Dans une décision du 19 septembre 2012,, la Chambre criminelle de la Cour de cassation persiste dans son refus : la communication à l'avocat de l'ensemble du dossier pénal de la personne placée en garde à vue n'est pas un élément du droit au procès équitable, tel qu'il est consacré par l'article 6 § 3 de la Convention européenne. En l'espèce, la juridiction suprême casse une décision de la Cour d'appel d'Agen intervenue le 24 octobre 2011, jurisprudence de combat qui considérait que l'assistance de l'avocat durant toute la durée la garde à vue ne pouvait être effective que si ce dernier avait accès à l'ensemble du dossier.
Bien entendu, la décision de la Cour de cassation fait déjà l'objet de vives critiques.
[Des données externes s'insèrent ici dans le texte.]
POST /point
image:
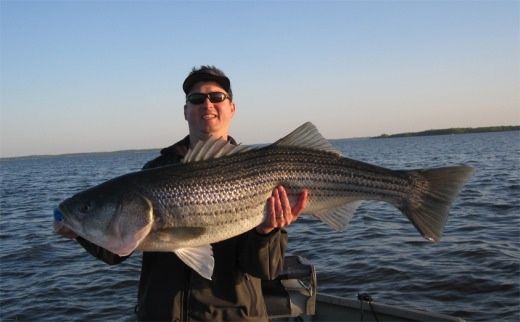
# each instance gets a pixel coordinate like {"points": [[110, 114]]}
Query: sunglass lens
{"points": [[196, 98], [217, 97]]}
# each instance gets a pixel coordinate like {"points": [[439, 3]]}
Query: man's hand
{"points": [[279, 211]]}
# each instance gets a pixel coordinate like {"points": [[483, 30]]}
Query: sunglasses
{"points": [[214, 97]]}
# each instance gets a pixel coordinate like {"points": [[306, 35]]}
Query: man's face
{"points": [[209, 119]]}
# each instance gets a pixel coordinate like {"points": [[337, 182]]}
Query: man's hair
{"points": [[207, 73]]}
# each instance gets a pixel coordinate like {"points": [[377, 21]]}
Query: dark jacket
{"points": [[170, 290]]}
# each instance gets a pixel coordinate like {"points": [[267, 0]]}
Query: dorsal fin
{"points": [[307, 136], [213, 148]]}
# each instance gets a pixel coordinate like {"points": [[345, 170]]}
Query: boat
{"points": [[293, 297]]}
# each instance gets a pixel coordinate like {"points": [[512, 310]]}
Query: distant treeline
{"points": [[453, 131]]}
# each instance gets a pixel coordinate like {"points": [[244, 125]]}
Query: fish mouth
{"points": [[66, 217]]}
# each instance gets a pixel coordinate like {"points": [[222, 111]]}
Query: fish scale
{"points": [[210, 197]]}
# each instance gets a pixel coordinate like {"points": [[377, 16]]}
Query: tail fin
{"points": [[434, 191]]}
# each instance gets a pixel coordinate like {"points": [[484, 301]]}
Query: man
{"points": [[170, 290]]}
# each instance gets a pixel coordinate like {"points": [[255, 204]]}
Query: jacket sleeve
{"points": [[262, 255], [101, 253]]}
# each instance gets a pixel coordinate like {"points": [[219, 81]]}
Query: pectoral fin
{"points": [[200, 259]]}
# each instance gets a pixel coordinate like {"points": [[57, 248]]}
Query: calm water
{"points": [[473, 273]]}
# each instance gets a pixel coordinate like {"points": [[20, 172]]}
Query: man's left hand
{"points": [[279, 211]]}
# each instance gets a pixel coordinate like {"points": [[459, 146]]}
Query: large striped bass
{"points": [[220, 191]]}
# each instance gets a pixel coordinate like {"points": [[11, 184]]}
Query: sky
{"points": [[96, 76]]}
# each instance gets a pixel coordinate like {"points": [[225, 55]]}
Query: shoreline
{"points": [[464, 130]]}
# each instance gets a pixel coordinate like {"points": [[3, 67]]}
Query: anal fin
{"points": [[200, 259], [339, 218]]}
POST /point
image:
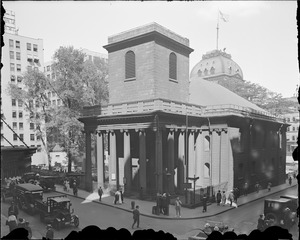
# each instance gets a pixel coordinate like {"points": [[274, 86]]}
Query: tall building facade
{"points": [[19, 54]]}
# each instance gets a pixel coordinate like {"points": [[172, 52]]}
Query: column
{"points": [[112, 159], [88, 162], [181, 164], [127, 161], [170, 178], [142, 158], [100, 159], [191, 155], [159, 161]]}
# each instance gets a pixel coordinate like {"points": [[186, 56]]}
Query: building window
{"points": [[173, 66], [11, 55], [31, 137], [18, 56], [17, 44], [206, 143], [11, 43], [206, 170], [199, 73], [15, 137], [12, 78], [129, 65]]}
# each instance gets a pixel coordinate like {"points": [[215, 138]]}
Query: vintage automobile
{"points": [[57, 211], [26, 195], [47, 183], [275, 211]]}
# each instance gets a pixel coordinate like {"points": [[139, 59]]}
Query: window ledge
{"points": [[129, 79], [173, 80]]}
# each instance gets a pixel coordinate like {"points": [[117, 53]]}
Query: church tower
{"points": [[148, 62]]}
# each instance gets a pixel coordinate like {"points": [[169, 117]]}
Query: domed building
{"points": [[217, 64], [167, 132]]}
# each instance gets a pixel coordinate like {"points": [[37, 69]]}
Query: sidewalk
{"points": [[186, 213]]}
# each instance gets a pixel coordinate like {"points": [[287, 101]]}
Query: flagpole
{"points": [[218, 29]]}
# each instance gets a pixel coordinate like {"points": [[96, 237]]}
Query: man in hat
{"points": [[50, 232]]}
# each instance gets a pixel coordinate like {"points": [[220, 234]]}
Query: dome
{"points": [[206, 93], [215, 63]]}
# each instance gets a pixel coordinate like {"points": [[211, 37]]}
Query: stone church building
{"points": [[166, 128]]}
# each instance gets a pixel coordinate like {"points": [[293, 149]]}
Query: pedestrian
{"points": [[13, 209], [257, 187], [261, 223], [178, 204], [290, 180], [245, 188], [28, 228], [21, 223], [12, 222], [219, 197], [231, 197], [269, 187], [100, 192], [204, 201], [75, 189], [136, 217], [50, 232], [121, 196], [116, 197], [223, 198]]}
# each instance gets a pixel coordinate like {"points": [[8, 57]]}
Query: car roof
{"points": [[278, 200], [29, 187]]}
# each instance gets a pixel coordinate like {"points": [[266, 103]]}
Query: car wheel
{"points": [[272, 218], [76, 221]]}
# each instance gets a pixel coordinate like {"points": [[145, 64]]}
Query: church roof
{"points": [[215, 63], [208, 93]]}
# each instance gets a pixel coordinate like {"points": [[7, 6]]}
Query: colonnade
{"points": [[164, 158]]}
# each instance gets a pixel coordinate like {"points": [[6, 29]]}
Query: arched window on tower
{"points": [[130, 65], [206, 143], [173, 66], [206, 170], [199, 73]]}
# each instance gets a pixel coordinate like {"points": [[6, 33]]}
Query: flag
{"points": [[224, 17]]}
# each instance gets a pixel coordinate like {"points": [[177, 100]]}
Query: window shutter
{"points": [[129, 65], [173, 66]]}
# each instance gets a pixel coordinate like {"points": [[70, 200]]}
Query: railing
{"points": [[174, 107]]}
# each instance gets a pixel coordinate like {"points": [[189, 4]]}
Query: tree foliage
{"points": [[271, 101], [78, 83]]}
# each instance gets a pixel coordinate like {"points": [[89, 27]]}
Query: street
{"points": [[242, 219]]}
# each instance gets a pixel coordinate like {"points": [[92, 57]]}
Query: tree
{"points": [[259, 95], [35, 102]]}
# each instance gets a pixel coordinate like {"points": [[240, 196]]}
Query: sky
{"points": [[261, 36]]}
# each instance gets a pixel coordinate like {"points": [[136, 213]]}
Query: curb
{"points": [[182, 218]]}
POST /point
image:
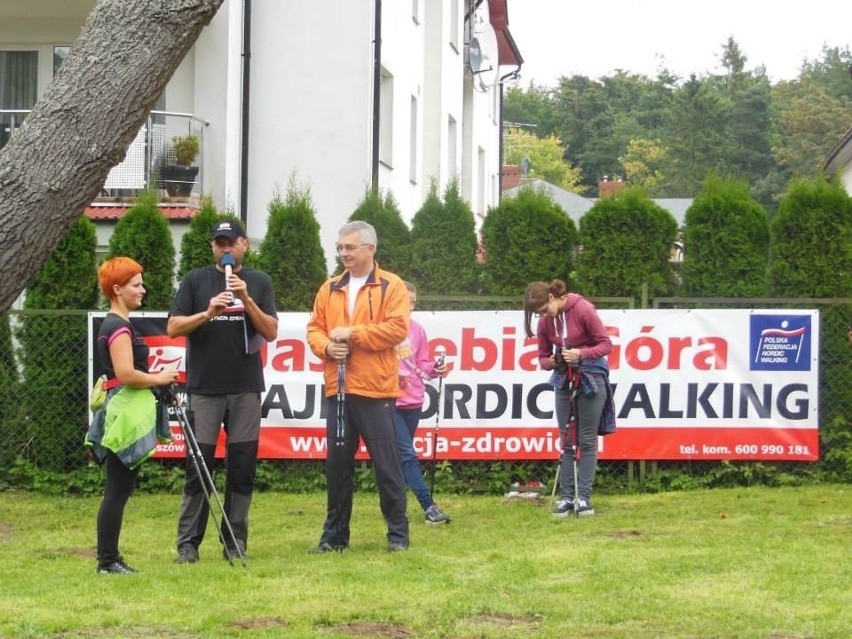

Les avocats y voient une atteinte aux droits de la défense durant la garde à vue, droits finalement consacrés dans la loi du 14 avril 2011. Mis dans l'impossibilité d'accéder au dossier pénal de leur client avant les auditions et les confrontations, il considèrent que le principe d'égalité des armes n'est pas respecté durant la garde à vue.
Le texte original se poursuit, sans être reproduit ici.